De fractie van de ChristenUnie en die van OPNL kunnen zich overall goed vinden in de wetsvoorstellen. Zij zorgen voor verbetering van de bestaanszekerheid van menigeen in Nederland hetgeen beide fracties ondersteunen. Ook dragen de wetsvoorstellen op tal van punten bij aan de vereenvoudiging en consistentie van het belastingstelsel. Een vereenvoudiging die – zoals ik vorig jaar ook al heb aangegeven – dringend nodig is; met smart wachten onze fracties op een veel drastischere hervorming van het belastingstelsel waarbij met name het hele stelsel van toeslagen dringend aan vervanging toe is. Dit is tevens belangrijk voor de uitvoerbaarheid. Uiteraard is mijn fractie verheugd dat het kabinet zich bereid heeft getoond om eenverdieners tegemoet te komen, de giftenaftrek voor particulieren te behouden en af te zien van de btw-verhoging op media, sport en cultuur. We zullen de ontwikkelingen in deze wel goed blijven volgen.

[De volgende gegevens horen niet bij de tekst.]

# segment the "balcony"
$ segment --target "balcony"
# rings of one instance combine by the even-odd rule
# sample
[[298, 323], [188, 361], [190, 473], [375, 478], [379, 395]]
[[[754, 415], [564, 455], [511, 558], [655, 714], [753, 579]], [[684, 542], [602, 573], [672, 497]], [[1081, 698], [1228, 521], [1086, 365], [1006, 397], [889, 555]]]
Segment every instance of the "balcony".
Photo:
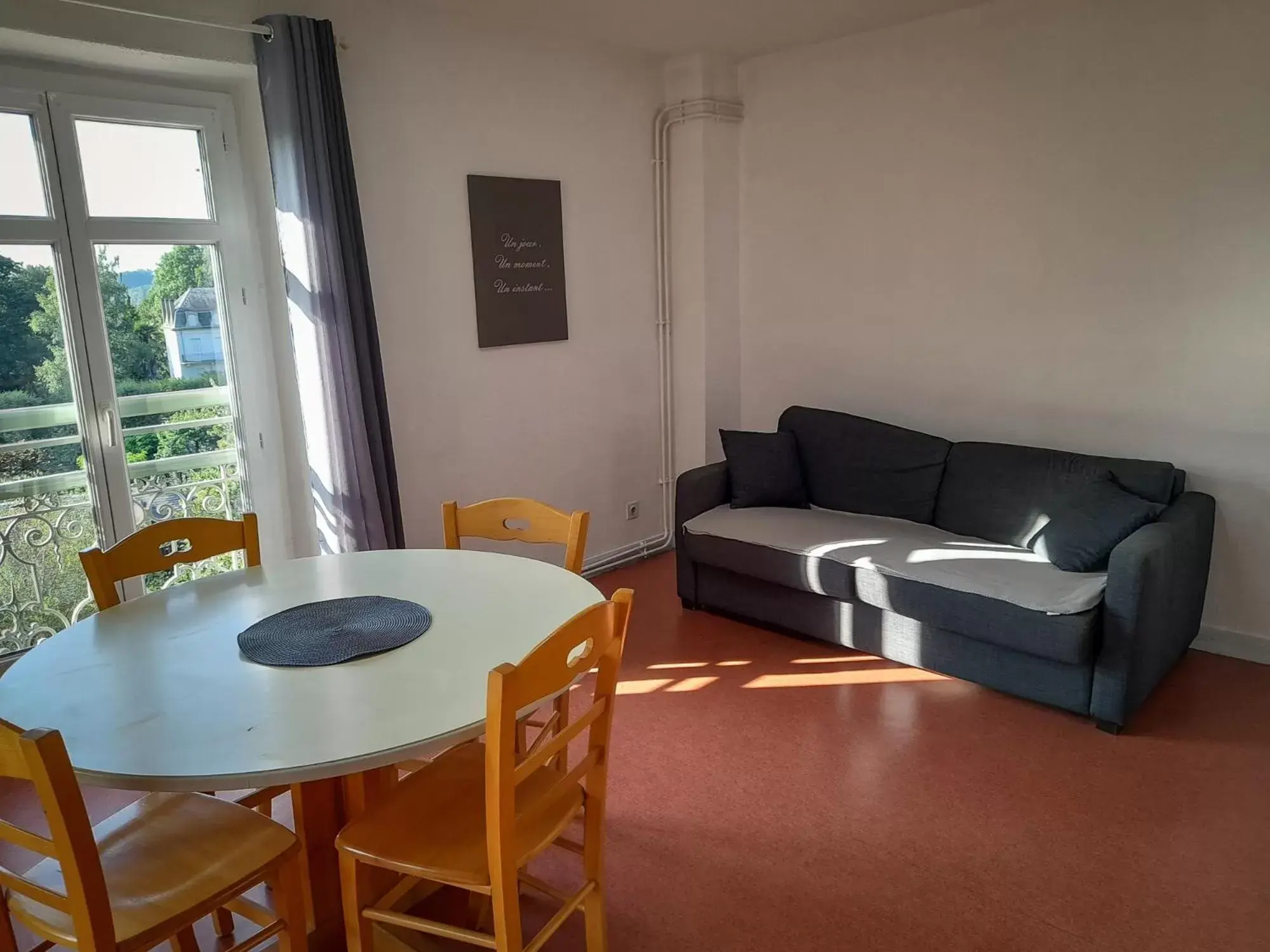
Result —
[[[199, 387], [118, 401], [130, 437], [182, 430], [232, 433], [227, 387]], [[197, 419], [189, 413], [201, 411]], [[80, 442], [74, 404], [0, 410], [0, 456]], [[11, 434], [50, 434], [9, 440]], [[132, 440], [135, 442], [135, 440]], [[204, 440], [206, 442], [206, 440]], [[171, 439], [168, 440], [173, 446]], [[13, 457], [10, 457], [13, 458]], [[237, 452], [217, 448], [128, 462], [132, 520], [137, 527], [188, 515], [240, 518], [243, 486]], [[0, 655], [32, 647], [97, 611], [80, 570], [79, 552], [97, 545], [98, 526], [83, 468], [0, 482]], [[241, 555], [220, 556], [146, 576], [147, 592], [190, 578], [240, 567]]]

Tegelijkertijd hebben onze fracties ook zorgen, die zich groeperen rond een aantal thema’s. Ik zal in mijn bijdrage achtereenvolgens stil staan bij de parlementaire behandeling, maatregelen om de koopkracht te verbeteren, de btw, maatregelen om het bedrijfsleven te stimuleren, maatregelen om klimaatvriendelijk gedrag te stimuleren, de giftenaftrek, het wetsvoorstel voor de BES-eilanden, het ontbreken van maatregelen om een gezonde levensstijl te stimuleren en ik sluit af met enkele opmerkingen over de toekomst van het belastingstelsel.
Parlementaire behandeling
Allereerst, de parlementaire behandeling. Dit is mijn tweede debat als senator over de belastingplannen en als het gaat om het proces lijkt het een herhaling van zetten van vorig jaar. En ook vorig jaar was een herhaling van zetten, als ik de overlevering mag geloven. Pas in een laat stadium krijgt de Eerste Kamer een grote hoeveelheid belastingmaatregelen te verstouwen, waarvan een deel bovendien wordt gebundeld in wetsvoorstellen zonder duidelijke inhoudelijke samenhang. Het argument daarvoor is steeds dat de verschillende voorstellen budgettair bij elkaar horen. De Raad van State merkt in zijn advies echter op dat het beter zou zijn om ‘maatregelen die omvangrijk, complex of politiek omstreden’ zijn als losse wetsvoorstellen in te dienen, waar mogelijk zelfs op een ander moment dan bij het Pakket Belastingplan. Onze beide fracties onderschrijven dat advies. Het verzamelkarakter van het eigenlijke Belastingplan komt de parlementaire behandeling niet ten goede. Dit jaar hebben we bijvoorbeeld gezien dat het debat in de Tweede Kamer werd gedomineerd door de btw-verhoging, terwijl daardoor minder aandacht was voor andere, meer technische onderdelen van het Belastingplan.
Daarom de volgende vraag:
Maatregelen om de koopkracht te verbeteren
Beide fracties zijn verheugd dat veel maatregelen leiden tot een verbetering van de koopkracht. Ik noem onder andere het koopkrachtpakket in het Belastingplan waarbij vooral kwetsbare groepen en werkende middeninkomens worden ondersteund. En het wetsvoorstel rond het kindgebonden budget, de nabestaandenwet en de wet huurtoeslag ter verbetering van de koopkracht.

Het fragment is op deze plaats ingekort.